The council has agreed to lend a housing group £385,000 towards the cost of building low-cost homes in Brighton and Hove.
The loan was agreed in principle by Brighton and Hove City Council’s housing committee at Hove Town Hall on Wednesday evening.
The loan will help the Bunker Housing Co-operative fund the building of two “affordable” homes on the site of old garages in Dunster Close, Hollingdean.
The project has been valued at about £630,000 – and a report to councillors said that the loan would be secured against the homes and would be repaid over 30 to 50 years.
The report said that the council had “a history of working with Bunker” and that the housing co-op had built two houses on another former garage site in Plumpton Close, in Brighton.
The loan “is anticipated to be at more advantageous rates than Bunker would be able to obtain from a commercial lender”, the report said.
The site was deemed too small for the council to develop but suitable for a community provider such as Bunker.
The report also said: “Community-led housing can provide an alternative, more affordable housing solution for those who are priced out of the private housing market.
“(It) also offers an opportunity for the development of more co-operative and/or co-housing living, with an emphasis on community.”
Conservative councillor Anne Meadows asked why Bunker could not obtain a mortgage from the Ecology Building Society, having used it before.

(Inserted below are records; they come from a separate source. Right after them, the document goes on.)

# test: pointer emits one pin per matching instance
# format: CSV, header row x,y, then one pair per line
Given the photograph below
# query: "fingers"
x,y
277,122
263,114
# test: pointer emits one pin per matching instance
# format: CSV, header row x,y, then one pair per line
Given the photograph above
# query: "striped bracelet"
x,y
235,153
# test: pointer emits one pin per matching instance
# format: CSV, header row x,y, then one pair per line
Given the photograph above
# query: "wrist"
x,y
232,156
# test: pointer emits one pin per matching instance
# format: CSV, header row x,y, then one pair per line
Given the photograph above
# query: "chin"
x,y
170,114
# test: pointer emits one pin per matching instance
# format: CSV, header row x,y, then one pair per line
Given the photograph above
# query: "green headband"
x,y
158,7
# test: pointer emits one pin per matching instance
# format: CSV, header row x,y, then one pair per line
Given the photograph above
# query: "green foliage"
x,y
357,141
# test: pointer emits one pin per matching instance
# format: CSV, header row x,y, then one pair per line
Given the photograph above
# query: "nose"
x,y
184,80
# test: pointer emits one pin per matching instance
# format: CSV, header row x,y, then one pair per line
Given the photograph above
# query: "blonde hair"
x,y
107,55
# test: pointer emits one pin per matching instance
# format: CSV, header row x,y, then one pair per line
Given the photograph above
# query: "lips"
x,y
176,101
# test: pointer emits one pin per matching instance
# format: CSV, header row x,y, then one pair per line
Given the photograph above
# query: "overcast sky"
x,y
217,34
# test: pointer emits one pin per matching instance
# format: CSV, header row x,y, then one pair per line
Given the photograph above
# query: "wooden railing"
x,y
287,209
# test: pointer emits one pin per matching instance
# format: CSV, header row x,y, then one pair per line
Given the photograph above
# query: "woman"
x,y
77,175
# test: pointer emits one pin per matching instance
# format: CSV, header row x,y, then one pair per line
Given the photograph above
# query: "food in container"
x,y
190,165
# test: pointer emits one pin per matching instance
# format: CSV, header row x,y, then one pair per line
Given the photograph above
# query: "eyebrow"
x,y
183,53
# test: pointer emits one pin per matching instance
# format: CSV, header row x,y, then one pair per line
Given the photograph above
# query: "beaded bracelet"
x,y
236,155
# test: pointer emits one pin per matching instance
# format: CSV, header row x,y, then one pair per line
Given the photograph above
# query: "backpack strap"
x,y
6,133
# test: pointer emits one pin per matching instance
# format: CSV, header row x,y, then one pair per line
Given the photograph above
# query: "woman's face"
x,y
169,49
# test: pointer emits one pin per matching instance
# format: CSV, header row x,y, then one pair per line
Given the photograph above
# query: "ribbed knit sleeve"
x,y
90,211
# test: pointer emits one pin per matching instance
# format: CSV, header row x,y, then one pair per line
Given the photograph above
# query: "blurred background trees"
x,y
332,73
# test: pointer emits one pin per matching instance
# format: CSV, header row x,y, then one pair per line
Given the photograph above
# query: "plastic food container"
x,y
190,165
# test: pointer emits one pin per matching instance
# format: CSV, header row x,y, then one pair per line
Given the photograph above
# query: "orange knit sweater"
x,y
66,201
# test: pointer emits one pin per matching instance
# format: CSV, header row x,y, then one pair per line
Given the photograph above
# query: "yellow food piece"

Cllr Meadows said that Bunker had already benefited from design and planning subsidies and had obtained the land cheaply from the council.
She said: “It says in the report that a loan from the council would be more advantageous. I’m sure a lot of us who have mortgages would like a cheap loan as well.
“It could end up a bit like the i360. But if we continue to lend money, I wonder what’s the next step.
“Will we be allowed to lend money to council tenants to buy their homes? That’s something that used to happen. I wouldn’t want to see it happen again because I do not believe in losing our council homes.”
Cllr Meadows and fellow Conservative councillor Dawn Barnett voted against the loan.
The council’s housing strategy and enabling manager Diane Hughes said that Bunker was looking at different funding options but that increasing interest rates were affecting its business plan for affordable homes.
She said that the scheme was a pilot project and would be kept under review. As part of the deal, Bunker would become a “registered provider” or housing association and give the council “nomination rights”. This meant that tenants would be selected from those on the council’s housing waiting list.
Green councillor David Gibson, who co-chairs the council’s Housing Committee, said: “I’ve been very keen on the idea of using our ability to borrow at relatively low rates and lend (the money) on to social value providers who may be a bit cash-strapped.
“I’m positive about it because it’s a pilot of a new approach and this is a fairly low-risk thing. Housing is a good asset.”
He said that he hoped that lower rents for people on low incomes would be possible because of the council loan.
Labour councillor Gill Williams asked what “affordable” rents meant. She was told that the upper limit would be guided by the “local housing allowance” which helps those on housing benefit.
But Bunker, which took a 125-year lease on the land from the council in 2019, is keen to ensure that rents are lower.
In March, the council’s planning committee granted permission to build two two-bedroom semi-detached houses on the site of the old garages.